Dive Brief:
- British drugmaker AstraZeneca plc said it will sell off another piece of the business in an ongoing effort to narrow its therapeutic focus and bring in needed cash to buffer declining sales elsewhere.
- The latest non-core asset sale, announced Thursday morning, rids the British pharma of the remaining rights related to a portfolio of anaesthetic medicines, including Diprivan, Naropin, Carbocaine and several others.
- Aspen Global Inc. will pay $555 million upfront for the remaining intellectual property and manufacturing know-how related to the portfolio, as well as $211 million in performance-based milestones based on sales from September 2017 to November 2019.
Dive Insight:
In June 2016, AstraZeneca divested ex-U.S. rights to this portfolio of products to Aspen for $520 million upfront plus another $250 million in sales milestones. Now the generic drugmaker is picking up the remainder.
Aspen will still pay the remaining milestone payments from the first part of the deal, but no longer will be responsible for making royalty payments to AstraZeneca. The big pharma will handle manufacturing of the products until the deal closes in the fourth quarter and then will transition manufacturing to Aspen.

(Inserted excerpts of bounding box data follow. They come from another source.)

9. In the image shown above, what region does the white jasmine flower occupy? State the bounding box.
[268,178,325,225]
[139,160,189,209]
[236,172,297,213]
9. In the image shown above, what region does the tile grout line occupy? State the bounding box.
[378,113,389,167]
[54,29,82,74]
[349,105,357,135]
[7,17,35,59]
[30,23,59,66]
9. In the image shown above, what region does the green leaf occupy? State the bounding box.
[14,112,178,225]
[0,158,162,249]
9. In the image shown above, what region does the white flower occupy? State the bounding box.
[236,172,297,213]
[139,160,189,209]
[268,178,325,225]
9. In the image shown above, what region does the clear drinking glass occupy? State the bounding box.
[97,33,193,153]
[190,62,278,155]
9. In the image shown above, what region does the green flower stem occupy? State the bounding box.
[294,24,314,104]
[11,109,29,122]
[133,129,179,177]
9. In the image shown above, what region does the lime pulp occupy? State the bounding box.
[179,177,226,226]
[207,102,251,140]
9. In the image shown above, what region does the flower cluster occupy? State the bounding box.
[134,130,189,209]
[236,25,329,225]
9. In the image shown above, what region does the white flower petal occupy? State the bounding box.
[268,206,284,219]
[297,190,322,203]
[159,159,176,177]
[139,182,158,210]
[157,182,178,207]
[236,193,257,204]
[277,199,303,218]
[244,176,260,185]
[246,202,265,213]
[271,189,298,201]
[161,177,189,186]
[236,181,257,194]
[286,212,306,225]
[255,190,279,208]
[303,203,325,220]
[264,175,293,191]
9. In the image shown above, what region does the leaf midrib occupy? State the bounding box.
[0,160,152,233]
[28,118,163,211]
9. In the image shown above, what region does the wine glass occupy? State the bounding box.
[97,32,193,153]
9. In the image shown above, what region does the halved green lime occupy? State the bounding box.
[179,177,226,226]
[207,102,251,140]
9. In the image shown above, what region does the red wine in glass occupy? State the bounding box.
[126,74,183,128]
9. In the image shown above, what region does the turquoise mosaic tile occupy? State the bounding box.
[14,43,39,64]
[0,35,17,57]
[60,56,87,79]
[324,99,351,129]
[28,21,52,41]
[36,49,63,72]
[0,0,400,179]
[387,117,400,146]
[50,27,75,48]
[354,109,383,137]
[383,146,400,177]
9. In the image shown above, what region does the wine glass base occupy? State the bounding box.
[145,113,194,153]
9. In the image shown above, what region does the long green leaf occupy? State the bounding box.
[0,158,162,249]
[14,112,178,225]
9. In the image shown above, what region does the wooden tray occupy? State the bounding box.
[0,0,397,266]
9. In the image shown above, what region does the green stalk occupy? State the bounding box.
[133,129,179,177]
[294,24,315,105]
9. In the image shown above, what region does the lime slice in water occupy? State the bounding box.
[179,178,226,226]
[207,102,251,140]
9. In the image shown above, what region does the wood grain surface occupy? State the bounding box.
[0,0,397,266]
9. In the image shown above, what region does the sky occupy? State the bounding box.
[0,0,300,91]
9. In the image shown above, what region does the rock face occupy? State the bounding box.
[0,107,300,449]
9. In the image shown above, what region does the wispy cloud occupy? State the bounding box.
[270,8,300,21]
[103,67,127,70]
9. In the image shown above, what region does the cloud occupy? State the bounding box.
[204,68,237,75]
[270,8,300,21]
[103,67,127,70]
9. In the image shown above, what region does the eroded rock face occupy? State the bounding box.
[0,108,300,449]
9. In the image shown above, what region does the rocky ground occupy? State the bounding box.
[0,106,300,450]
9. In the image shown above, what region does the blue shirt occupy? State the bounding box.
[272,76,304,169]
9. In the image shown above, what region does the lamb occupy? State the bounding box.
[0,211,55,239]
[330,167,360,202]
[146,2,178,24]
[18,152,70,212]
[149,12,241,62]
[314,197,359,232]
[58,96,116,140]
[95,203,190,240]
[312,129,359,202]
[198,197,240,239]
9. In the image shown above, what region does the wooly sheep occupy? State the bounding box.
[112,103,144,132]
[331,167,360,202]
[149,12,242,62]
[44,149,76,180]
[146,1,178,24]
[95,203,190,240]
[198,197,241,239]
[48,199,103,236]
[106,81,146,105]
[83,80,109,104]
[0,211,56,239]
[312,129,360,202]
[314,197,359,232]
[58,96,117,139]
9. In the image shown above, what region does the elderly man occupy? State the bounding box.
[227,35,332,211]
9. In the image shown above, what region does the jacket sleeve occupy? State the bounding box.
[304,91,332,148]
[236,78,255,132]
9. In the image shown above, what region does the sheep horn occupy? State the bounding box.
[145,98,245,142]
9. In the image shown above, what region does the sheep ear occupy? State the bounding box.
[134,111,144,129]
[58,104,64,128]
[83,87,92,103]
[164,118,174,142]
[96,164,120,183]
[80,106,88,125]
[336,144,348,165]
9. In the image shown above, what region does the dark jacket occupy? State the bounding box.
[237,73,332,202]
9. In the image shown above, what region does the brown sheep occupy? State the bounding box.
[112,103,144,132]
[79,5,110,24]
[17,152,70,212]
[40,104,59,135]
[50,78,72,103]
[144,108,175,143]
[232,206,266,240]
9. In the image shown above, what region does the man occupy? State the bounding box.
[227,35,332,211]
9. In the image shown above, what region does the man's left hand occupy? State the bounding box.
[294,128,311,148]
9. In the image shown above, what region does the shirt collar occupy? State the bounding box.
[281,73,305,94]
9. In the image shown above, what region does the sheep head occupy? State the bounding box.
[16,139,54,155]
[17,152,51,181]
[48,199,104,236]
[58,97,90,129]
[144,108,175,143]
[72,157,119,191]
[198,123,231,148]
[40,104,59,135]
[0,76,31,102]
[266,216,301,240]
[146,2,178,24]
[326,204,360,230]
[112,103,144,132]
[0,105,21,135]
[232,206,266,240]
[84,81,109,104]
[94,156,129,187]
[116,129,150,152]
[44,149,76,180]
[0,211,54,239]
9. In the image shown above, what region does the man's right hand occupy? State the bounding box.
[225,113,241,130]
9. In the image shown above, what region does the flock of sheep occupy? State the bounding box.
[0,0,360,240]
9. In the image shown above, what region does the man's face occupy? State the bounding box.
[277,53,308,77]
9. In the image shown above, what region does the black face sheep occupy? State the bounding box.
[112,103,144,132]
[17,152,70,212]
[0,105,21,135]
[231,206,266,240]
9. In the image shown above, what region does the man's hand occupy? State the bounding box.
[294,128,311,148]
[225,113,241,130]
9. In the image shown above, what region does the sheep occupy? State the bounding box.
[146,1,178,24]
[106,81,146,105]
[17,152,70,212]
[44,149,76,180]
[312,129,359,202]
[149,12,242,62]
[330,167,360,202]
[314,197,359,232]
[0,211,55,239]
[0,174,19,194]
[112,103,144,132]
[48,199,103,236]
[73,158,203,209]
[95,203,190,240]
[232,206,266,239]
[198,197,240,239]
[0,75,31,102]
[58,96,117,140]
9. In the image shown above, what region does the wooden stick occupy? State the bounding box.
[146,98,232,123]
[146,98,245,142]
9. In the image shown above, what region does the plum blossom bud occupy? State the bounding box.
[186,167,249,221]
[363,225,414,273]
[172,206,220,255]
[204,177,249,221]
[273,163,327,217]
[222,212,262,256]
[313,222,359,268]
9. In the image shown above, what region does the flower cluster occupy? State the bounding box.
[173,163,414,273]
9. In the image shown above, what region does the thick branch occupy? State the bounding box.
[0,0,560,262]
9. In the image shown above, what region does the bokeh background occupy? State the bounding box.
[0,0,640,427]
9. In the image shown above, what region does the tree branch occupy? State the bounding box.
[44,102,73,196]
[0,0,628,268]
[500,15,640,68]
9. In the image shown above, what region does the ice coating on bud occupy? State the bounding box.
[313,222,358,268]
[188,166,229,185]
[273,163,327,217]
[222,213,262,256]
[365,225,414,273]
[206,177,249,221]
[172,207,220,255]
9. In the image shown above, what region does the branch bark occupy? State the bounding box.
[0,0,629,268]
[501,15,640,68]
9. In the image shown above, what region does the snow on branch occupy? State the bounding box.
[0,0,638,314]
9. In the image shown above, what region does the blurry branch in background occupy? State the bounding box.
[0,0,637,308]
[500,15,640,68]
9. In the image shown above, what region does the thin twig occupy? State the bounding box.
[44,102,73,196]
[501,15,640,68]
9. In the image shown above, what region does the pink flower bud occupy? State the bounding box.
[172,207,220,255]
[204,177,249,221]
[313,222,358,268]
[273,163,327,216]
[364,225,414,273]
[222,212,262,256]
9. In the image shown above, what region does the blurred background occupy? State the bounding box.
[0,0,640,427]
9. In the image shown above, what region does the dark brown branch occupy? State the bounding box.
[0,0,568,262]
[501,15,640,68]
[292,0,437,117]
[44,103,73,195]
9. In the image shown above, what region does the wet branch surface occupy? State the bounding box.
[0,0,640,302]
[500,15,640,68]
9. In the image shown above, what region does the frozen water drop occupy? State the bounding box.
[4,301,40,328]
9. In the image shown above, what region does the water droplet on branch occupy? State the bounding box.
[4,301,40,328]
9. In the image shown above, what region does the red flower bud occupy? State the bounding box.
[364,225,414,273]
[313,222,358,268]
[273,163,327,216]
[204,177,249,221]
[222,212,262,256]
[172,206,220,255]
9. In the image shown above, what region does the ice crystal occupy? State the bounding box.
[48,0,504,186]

"Disposing the remaining rights to the medicines allows both companies to benefit from greater efficiencies as AstraZeneca continues to focus our resources on our three main therapy areas," said Mark Mallon, EVP of global product and portfolio strategy at AstraZeneca.
The deal is just the latest in a string of sales the British pharma has been conducting over the last two years.

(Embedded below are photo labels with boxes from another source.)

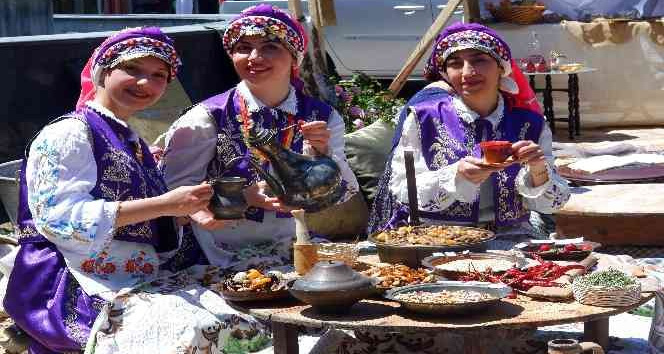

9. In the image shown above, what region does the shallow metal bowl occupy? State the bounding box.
[368,227,496,268]
[384,281,512,315]
[422,252,528,280]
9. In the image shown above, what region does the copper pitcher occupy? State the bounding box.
[547,338,604,354]
[247,124,346,212]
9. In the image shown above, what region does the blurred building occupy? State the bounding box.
[53,0,219,14]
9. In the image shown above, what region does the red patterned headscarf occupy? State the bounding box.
[76,27,182,109]
[424,23,542,113]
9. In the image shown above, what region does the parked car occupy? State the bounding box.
[219,0,463,79]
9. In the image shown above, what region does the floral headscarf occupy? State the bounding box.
[424,23,542,114]
[223,4,307,66]
[424,23,519,94]
[76,27,182,109]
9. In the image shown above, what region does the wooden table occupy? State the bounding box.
[234,293,654,354]
[524,67,597,139]
[558,165,664,186]
[555,184,664,246]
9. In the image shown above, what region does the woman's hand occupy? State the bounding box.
[457,156,502,184]
[512,140,546,171]
[298,120,330,155]
[512,140,549,187]
[243,181,295,213]
[158,183,213,216]
[190,208,234,230]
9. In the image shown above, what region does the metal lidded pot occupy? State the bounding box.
[289,261,376,313]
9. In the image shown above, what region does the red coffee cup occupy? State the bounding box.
[480,140,512,163]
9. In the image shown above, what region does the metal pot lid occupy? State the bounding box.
[292,261,373,291]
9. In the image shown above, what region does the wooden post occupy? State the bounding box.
[309,0,329,75]
[388,0,462,97]
[463,0,481,23]
[288,0,334,100]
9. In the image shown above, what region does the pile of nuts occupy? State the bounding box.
[362,264,436,288]
[394,290,494,305]
[224,269,286,291]
[373,225,493,246]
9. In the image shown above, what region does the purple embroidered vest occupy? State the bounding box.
[17,107,177,252]
[200,88,332,222]
[369,88,544,233]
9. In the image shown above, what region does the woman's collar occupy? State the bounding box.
[85,101,129,128]
[237,81,297,115]
[452,94,505,128]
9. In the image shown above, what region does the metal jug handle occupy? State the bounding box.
[221,156,285,197]
[579,342,604,354]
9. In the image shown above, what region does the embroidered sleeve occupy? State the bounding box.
[26,119,118,251]
[390,112,479,212]
[516,124,570,214]
[160,105,217,189]
[327,110,359,203]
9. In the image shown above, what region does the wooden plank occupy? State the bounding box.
[556,214,664,246]
[388,0,462,96]
[309,0,328,70]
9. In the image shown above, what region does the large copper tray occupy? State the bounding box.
[422,253,527,280]
[385,281,512,315]
[368,226,496,268]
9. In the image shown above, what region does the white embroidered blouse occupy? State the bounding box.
[390,92,570,223]
[26,102,159,299]
[160,82,359,267]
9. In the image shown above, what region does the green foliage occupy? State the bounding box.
[330,73,406,132]
[222,335,271,354]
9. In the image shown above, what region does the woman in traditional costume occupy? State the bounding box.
[369,24,569,243]
[162,4,358,271]
[4,27,269,353]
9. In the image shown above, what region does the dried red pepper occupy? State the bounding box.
[460,254,586,291]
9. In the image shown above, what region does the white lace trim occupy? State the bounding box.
[452,95,505,130]
[237,81,297,114]
[85,101,129,128]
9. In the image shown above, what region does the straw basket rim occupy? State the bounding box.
[572,282,641,307]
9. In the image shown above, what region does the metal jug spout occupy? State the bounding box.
[247,124,346,212]
[226,156,286,197]
[248,158,286,197]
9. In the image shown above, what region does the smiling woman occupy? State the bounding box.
[162,4,358,271]
[370,24,569,248]
[3,27,269,353]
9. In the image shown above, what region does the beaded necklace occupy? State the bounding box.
[237,92,296,163]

With the MYSTIC trial failure in the rearview, it’s becoming clear that hitting CEO Pascal Soriot’s goal of $45 billion in revenues by 2023 is likely out of reach. 2016 revenues came in at about half that figure and have been declining since 2014. While Soriot has pegged 2017 as a turnaround year, AstraZeneca will have trouble growing fast enough to make up the difference.

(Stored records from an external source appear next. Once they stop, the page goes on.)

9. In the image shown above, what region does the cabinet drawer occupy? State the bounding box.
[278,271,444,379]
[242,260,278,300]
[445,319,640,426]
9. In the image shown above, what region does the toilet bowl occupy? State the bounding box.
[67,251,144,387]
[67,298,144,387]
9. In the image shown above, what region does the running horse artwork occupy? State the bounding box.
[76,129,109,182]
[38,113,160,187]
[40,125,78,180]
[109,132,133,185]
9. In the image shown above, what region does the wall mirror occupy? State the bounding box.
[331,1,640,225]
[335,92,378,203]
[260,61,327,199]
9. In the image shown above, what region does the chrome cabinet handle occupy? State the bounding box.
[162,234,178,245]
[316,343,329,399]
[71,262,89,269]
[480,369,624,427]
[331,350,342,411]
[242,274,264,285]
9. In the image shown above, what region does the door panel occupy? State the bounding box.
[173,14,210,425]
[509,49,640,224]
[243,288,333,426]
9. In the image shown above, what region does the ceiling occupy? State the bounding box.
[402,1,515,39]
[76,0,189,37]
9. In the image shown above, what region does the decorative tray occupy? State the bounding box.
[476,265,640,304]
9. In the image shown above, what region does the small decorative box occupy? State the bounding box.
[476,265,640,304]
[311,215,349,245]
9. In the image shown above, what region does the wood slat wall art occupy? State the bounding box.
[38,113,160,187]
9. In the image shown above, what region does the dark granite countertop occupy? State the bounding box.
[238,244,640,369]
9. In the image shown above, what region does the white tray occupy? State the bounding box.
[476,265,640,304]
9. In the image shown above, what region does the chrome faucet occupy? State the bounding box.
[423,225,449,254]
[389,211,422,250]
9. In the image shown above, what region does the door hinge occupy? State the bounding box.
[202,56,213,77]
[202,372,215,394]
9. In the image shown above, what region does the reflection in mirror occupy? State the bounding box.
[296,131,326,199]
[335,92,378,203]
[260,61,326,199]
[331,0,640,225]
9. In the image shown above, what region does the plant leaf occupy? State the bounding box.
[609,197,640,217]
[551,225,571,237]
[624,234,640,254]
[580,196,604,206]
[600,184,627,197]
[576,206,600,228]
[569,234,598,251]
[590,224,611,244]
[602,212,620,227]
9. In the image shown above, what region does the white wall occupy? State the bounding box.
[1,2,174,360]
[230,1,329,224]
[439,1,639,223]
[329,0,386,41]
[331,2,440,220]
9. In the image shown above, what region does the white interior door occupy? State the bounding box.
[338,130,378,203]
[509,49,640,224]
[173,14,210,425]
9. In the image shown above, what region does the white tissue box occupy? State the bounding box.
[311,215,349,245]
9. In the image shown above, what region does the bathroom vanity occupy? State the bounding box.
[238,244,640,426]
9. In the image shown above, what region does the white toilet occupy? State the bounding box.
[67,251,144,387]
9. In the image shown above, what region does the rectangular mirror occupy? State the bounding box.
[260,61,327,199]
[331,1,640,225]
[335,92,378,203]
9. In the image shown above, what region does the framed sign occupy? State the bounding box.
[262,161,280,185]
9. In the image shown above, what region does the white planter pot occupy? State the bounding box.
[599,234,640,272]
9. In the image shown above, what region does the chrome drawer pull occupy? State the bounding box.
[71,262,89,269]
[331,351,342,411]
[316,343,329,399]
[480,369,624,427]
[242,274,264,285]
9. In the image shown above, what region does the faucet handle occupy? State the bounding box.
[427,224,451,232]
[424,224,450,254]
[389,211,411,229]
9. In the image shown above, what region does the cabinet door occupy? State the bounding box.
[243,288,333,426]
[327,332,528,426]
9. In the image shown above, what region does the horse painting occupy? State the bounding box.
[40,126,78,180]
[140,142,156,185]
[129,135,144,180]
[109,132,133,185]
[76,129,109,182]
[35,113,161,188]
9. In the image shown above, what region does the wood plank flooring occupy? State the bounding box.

As the company aims to focus on its three core franchises — oncology, respiratory and inflammation, and cardio-metabolic disorders — it has been selling many unrelated assets in an effort to boost revenues and reallocate resources to the more promising programs.
AstraZeneca isn’t the only big pharma with this idea, although the British drugmaker may be the most active. A good number of its big pharma brethren have also been working to restructure broad portfolios and focus in on select core therapeutic areas. While the strategy was once to have a finger in every pie, big pharma is changing its ways.